И что самое обидное — ведь со мной была Ярослава! Прямо рядом стояла! А ведь их сёстры-двойники обладают уникальной способностью — можно говорить с любой из них, и все они всё знают, всё помнят, и по сути, это один коллективный разум, только воплощённый в нескольких людях. Потому и говорю, что кретин! Нет, даже не так — КРЕТИН!
— Ярослава, мать твою! — заорал что есть мочи, не столько на неё, сколько на самого себя, осознавая всю глубину своей тупости.
Хотя, по факту, девушка стояла буквально в шаге от меня, и такой необходимости в крике просто не было.
— Биологически, у меня не было матери, — мгновенно отозвалась она, решив поиграть в иронию, причём совершенно спокойно, будто она вообще не слышала мой вопль.
— Зато генетически — очень даже! Так что прекращай мне тут словоблудием заниматься и отшучиваться! — парировал её заявление, не намереваясь давать ей возможность увильнуть от ответа. — А теперь ответь мне на простой человеческий вопрос. Зачем? — требовательно уставился на неё, желая услышать наконец вразумительное объяснение.
Ярослава чуть склонила голову набок, словно размышляя, как именно сформулировать ответ так, чтобы не взорвался окончательно, и всё-таки ответила:
— Чтобы ты до завершения переговоров не вышел из дворца.

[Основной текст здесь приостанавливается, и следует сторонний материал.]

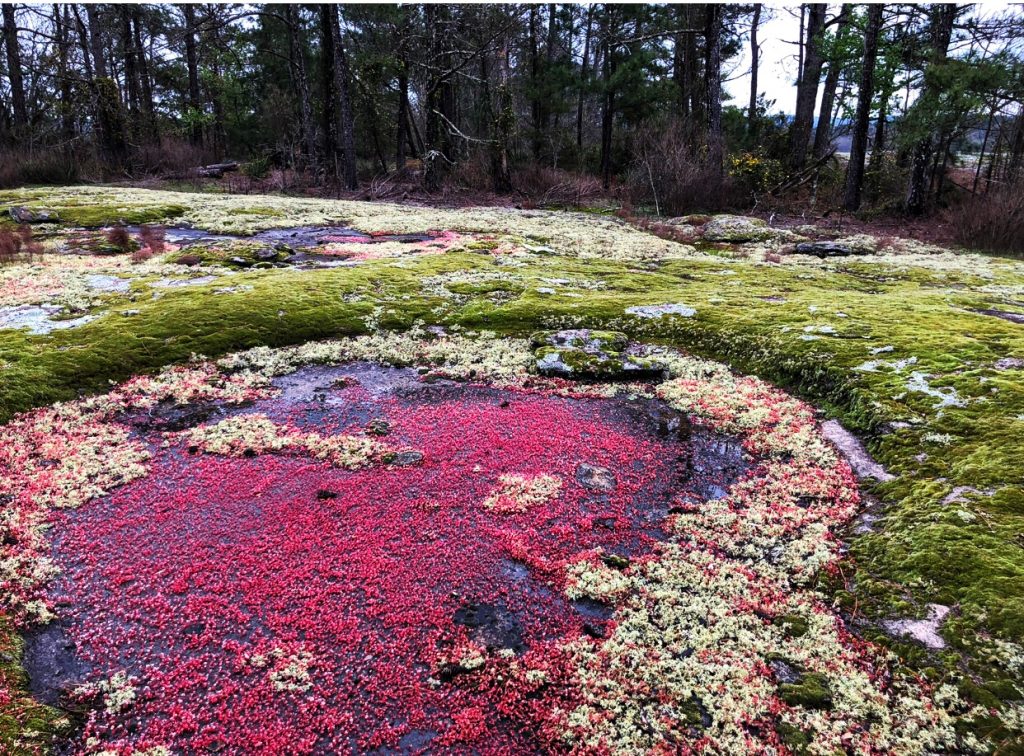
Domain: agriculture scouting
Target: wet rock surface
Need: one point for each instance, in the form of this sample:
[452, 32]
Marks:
[209, 526]
[492, 625]
[28, 215]
[924, 631]
[593, 476]
[1012, 317]
[53, 664]
[836, 248]
[40, 319]
[854, 452]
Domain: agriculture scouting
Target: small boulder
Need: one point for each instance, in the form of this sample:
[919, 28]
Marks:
[25, 215]
[404, 459]
[859, 245]
[737, 228]
[584, 339]
[595, 477]
[586, 353]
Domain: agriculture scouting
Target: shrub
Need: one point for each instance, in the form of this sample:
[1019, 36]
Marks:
[119, 240]
[153, 239]
[670, 174]
[993, 221]
[258, 167]
[755, 173]
[19, 167]
[17, 244]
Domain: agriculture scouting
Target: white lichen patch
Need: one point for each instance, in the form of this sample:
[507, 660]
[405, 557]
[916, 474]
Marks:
[946, 395]
[256, 433]
[515, 494]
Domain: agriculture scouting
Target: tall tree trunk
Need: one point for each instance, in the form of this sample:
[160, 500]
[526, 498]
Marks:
[105, 100]
[438, 98]
[346, 120]
[608, 105]
[402, 117]
[713, 86]
[504, 125]
[858, 148]
[691, 72]
[583, 76]
[984, 144]
[330, 124]
[943, 16]
[807, 89]
[752, 109]
[14, 69]
[822, 133]
[297, 60]
[67, 108]
[133, 86]
[401, 121]
[535, 84]
[145, 80]
[192, 64]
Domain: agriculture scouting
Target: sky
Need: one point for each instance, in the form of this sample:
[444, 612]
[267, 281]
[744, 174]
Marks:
[777, 71]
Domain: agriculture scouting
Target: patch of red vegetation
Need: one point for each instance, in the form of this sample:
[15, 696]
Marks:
[281, 604]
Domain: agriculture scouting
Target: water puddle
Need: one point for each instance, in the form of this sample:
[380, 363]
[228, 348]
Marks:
[267, 582]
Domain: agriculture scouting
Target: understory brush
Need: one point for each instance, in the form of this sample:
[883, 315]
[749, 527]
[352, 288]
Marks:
[993, 221]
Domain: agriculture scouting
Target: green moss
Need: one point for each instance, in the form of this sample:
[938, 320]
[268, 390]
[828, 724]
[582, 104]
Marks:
[760, 319]
[26, 725]
[268, 212]
[794, 626]
[811, 693]
[794, 738]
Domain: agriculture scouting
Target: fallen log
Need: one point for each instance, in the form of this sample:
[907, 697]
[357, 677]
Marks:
[216, 170]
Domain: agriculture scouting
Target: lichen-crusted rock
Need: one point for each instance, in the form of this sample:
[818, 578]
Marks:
[586, 353]
[737, 228]
[858, 245]
[582, 338]
[25, 215]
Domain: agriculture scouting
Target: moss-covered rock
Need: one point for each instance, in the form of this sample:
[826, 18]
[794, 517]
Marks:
[736, 228]
[812, 691]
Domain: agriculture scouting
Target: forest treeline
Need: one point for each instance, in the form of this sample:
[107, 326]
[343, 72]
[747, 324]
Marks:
[506, 97]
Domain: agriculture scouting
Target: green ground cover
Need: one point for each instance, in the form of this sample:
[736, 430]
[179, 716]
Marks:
[894, 344]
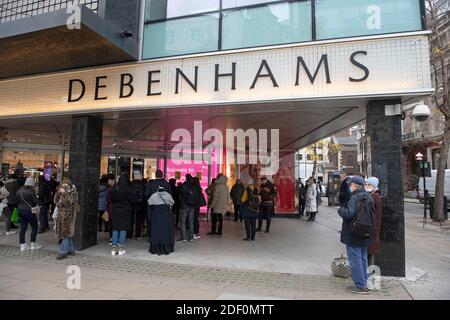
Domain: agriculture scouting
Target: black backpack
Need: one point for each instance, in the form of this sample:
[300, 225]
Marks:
[363, 224]
[190, 195]
[138, 190]
[253, 200]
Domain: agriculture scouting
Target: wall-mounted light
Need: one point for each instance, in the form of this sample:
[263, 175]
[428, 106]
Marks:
[126, 34]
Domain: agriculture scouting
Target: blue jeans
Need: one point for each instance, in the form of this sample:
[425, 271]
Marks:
[43, 217]
[26, 217]
[66, 246]
[149, 219]
[357, 256]
[187, 214]
[119, 237]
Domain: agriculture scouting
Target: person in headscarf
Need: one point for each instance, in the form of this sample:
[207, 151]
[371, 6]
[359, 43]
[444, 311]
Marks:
[163, 236]
[122, 200]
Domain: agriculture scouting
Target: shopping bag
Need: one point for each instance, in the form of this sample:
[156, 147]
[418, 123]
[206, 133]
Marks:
[340, 267]
[55, 213]
[15, 216]
[105, 216]
[2, 207]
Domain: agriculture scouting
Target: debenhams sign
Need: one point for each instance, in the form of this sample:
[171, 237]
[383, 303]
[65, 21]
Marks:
[126, 84]
[359, 68]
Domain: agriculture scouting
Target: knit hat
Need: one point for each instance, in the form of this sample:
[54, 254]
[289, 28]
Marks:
[30, 182]
[373, 181]
[357, 180]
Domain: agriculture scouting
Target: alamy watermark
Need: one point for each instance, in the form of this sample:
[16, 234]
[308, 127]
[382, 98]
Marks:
[74, 12]
[191, 149]
[73, 282]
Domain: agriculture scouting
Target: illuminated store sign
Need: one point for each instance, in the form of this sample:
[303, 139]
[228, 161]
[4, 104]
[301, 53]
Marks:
[391, 66]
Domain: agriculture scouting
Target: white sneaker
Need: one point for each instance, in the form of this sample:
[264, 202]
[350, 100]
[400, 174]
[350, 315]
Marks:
[114, 251]
[35, 246]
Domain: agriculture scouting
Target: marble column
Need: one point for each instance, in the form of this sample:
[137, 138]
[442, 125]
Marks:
[84, 172]
[385, 163]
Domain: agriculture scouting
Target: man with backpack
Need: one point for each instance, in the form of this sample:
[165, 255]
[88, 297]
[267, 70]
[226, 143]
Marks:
[250, 204]
[268, 194]
[188, 200]
[357, 232]
[138, 213]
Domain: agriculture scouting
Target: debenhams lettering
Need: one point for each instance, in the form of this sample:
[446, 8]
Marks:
[77, 87]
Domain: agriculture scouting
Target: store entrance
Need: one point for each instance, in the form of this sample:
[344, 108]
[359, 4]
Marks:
[130, 165]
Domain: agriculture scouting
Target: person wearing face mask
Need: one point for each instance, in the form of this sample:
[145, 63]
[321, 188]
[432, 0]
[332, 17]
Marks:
[371, 186]
[311, 200]
[357, 232]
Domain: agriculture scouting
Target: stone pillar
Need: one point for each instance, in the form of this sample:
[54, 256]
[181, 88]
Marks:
[84, 172]
[385, 162]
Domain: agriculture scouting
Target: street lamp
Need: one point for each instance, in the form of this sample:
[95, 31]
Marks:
[423, 164]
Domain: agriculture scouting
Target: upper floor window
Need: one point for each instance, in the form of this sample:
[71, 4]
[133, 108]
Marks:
[347, 18]
[165, 9]
[177, 27]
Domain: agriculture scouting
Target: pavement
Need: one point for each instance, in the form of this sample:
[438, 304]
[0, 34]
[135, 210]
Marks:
[291, 262]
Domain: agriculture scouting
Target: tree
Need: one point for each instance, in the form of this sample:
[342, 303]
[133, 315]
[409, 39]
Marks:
[437, 20]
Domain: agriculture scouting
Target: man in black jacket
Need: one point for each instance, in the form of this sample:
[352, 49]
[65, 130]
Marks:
[44, 202]
[12, 186]
[301, 198]
[151, 188]
[137, 215]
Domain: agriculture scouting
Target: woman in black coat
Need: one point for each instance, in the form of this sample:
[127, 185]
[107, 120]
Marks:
[122, 200]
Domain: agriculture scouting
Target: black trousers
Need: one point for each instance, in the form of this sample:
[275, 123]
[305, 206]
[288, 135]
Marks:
[177, 217]
[137, 219]
[265, 212]
[237, 212]
[301, 206]
[250, 226]
[216, 218]
[102, 222]
[43, 217]
[196, 223]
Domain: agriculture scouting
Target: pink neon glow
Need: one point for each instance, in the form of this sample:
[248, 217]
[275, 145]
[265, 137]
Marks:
[193, 169]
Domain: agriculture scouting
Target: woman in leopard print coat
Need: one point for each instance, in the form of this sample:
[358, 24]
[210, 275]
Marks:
[66, 200]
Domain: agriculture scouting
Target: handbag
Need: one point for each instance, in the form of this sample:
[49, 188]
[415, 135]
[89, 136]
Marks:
[15, 216]
[2, 207]
[340, 267]
[105, 216]
[34, 210]
[202, 200]
[55, 213]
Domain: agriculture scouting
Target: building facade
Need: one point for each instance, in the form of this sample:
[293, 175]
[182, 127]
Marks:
[103, 86]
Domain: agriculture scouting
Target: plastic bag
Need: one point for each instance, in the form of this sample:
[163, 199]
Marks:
[15, 216]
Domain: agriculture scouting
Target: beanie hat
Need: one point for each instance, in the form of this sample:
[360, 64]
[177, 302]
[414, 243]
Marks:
[373, 181]
[30, 182]
[357, 180]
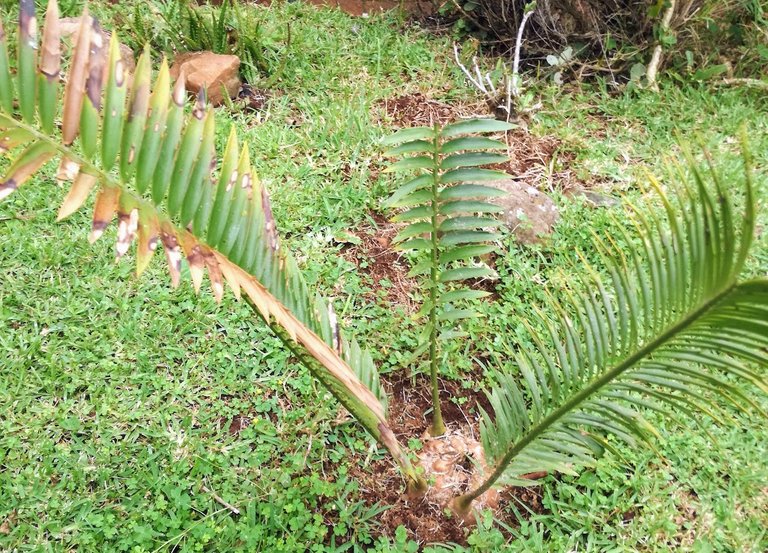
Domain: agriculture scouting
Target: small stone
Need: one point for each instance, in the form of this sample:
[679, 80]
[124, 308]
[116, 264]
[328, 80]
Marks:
[217, 73]
[528, 213]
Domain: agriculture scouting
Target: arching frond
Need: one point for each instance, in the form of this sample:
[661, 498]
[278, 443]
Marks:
[449, 218]
[154, 168]
[675, 332]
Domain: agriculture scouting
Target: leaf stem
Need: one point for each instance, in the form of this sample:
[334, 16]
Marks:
[438, 427]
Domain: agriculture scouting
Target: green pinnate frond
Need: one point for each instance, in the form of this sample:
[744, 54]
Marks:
[671, 329]
[153, 166]
[443, 210]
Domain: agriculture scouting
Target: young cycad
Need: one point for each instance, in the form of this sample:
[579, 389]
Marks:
[448, 217]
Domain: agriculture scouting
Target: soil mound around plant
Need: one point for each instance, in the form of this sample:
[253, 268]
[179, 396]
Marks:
[426, 519]
[380, 263]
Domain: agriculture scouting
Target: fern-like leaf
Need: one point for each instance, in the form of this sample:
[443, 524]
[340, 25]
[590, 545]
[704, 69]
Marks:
[449, 219]
[676, 332]
[155, 169]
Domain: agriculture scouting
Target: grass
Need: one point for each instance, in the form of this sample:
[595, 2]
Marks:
[122, 401]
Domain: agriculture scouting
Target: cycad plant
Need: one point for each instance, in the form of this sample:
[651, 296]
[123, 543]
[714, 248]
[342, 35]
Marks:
[447, 219]
[671, 328]
[154, 166]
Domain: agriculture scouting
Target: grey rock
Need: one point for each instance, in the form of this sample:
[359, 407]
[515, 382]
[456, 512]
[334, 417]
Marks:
[528, 212]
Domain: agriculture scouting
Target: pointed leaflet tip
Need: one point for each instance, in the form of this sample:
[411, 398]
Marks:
[179, 89]
[50, 60]
[26, 165]
[103, 211]
[172, 252]
[97, 62]
[128, 224]
[214, 274]
[75, 87]
[77, 195]
[269, 221]
[148, 236]
[67, 170]
[194, 253]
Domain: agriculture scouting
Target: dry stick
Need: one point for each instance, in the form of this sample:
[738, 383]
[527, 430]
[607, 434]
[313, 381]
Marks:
[653, 65]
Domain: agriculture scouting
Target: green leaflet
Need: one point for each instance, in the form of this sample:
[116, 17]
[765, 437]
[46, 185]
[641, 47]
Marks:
[471, 159]
[475, 126]
[408, 135]
[442, 203]
[678, 334]
[471, 143]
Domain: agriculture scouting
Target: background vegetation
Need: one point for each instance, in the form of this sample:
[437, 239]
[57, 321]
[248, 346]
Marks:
[122, 416]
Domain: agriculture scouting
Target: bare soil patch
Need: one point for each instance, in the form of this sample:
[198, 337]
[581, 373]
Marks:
[379, 262]
[418, 110]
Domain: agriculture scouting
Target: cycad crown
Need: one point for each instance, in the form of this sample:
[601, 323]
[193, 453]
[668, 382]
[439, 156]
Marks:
[677, 333]
[155, 168]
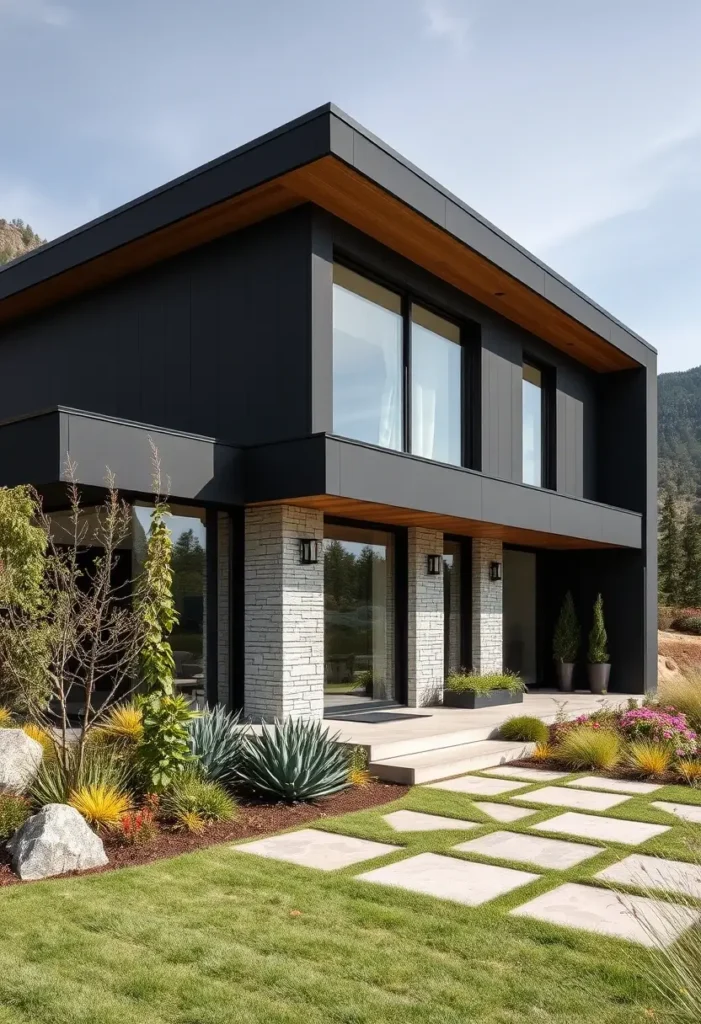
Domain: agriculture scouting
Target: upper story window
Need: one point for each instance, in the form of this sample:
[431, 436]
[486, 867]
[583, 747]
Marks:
[367, 360]
[397, 371]
[533, 426]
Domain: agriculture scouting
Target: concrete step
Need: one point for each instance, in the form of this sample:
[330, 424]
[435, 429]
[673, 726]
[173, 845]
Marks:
[430, 766]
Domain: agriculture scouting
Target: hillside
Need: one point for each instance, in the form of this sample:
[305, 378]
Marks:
[680, 431]
[16, 238]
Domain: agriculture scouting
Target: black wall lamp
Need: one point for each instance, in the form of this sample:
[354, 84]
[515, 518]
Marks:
[433, 564]
[309, 551]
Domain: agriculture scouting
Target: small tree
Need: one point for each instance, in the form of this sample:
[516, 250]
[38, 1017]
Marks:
[598, 648]
[165, 747]
[567, 637]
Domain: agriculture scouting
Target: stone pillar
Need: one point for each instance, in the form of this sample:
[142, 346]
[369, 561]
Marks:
[224, 610]
[283, 615]
[487, 621]
[425, 605]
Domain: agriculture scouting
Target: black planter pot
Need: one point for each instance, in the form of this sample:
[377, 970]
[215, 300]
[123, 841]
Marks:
[468, 698]
[565, 671]
[599, 677]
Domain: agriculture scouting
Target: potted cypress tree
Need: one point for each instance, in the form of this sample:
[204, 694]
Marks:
[566, 640]
[599, 667]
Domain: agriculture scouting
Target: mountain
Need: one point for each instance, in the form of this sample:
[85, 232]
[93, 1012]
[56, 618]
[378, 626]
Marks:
[680, 432]
[16, 238]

И вот тут у меня реально чуть мозги не вскипели. Даже дёрнулся назад, как от пощёчины, потому что услышанное просто не укладывалось в голове.
— Это как это так⁈ Я же снаружи был! — выдохнул, совершенно ошарашенный.
— В этом и вся проблема предвидения, когда дело касается тебя, — невозмутимо пояснила она, даже не моргнув. — Ты прикрыт полем неопределённости такого уровня, что даже нам оно не по зубам. Так что, когда мы пытались предсказать развитие событий, ожидалось, что ты появишься на летающей тарелке вместе с Аврорами, а не телепортируешься.
От неожиданности ответа моргнул. Несколько раз.
— Что, прости?
— Да. Ожидалось, что как нормальный человек, прилетишь на летающей тарелке, а ты, как всегда, сделал всё наперекор, как никто не ожидал. Ну, что тебе не летелось-то? — её голос впервые обрёл лёгкие нотки раздражения, но она тут же взяла себя в руки и вновь заговорила ровным, чуть насмешливым тоном. — Так что все твои трудности возникли в результате твоей же непредсказуемости. А если бы ты поступил так, как предусматривалось, то всё утрясли бы в тихой, почти камерной обстановке, и никаких проблем.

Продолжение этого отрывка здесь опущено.